Rising gas prices can be a tough thing to deal with when you run a fleet, and unfortunately, that’s exactly what’s happening to many fleets around the country. Right now, national gas prices are nearing an average we haven’t seen since summer 2015, when prices hit $2.81/gallon (right now they’re at $2.70 and are expected to rise by at least 14%).

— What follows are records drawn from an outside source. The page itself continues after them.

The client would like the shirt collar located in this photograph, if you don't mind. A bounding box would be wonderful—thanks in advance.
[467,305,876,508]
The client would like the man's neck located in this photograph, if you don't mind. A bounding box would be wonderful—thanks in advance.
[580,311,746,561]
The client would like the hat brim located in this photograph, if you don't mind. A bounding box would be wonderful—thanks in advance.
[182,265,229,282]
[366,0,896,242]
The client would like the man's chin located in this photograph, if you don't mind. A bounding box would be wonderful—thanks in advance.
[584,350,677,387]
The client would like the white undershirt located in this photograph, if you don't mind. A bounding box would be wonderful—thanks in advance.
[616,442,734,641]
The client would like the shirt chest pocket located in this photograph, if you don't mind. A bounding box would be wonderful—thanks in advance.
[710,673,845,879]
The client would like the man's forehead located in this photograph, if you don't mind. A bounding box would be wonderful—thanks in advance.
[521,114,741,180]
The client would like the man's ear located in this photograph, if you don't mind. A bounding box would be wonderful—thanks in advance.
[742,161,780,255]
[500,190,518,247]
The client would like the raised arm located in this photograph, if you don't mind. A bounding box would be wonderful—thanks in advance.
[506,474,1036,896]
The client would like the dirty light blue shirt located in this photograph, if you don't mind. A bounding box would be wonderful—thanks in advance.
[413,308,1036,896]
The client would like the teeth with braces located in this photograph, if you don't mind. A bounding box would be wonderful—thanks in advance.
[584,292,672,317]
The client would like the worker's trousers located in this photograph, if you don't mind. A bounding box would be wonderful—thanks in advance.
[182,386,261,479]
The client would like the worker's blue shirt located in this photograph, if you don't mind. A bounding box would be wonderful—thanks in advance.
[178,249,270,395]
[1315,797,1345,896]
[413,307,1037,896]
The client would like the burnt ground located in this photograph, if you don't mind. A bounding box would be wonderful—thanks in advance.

So how can drivers and fleet managers cope with high gas prices? Our fleet fuel card company shares some tips:
Plan better routes.
When you plan more efficient ways for your fleet drivers to reach their destination, you can save money on fuel. Shorter, faster routes mean your drivers will use less fuel, which makes a positive impact on your budget. It also helps to plan routes that avoid rush hour, as idling in traffic wastes fuel.
Use fuel credit cards.
Fuel credit cards are a great way to manage your budget, save time, and save fuel. Our fleet fuel cards are accepted at over 320,000 locations nationwide, which means your drivers won’t have to waste gas to go out of their way to find a fuel station. It also means they’ll save time on their delivery routes. To learn more about our fuel credit cards, click here.
Your drivers can save fuel simply by driving efficiently. This includes inflating their vehicle’s tires to the proper PSI, avoiding excessive acceleration, and driving at speeds that use the least amount of fuel. Check out our other blog post, “8 Fuel-Saving Tips” for more ways to drive efficiently.
Make the most of your shipments.
When you alter the way you ship your goods to include more products per shipment, your drivers won’t have to make as many trips to deliver them all. This uses less fuel and can help save you both time and money.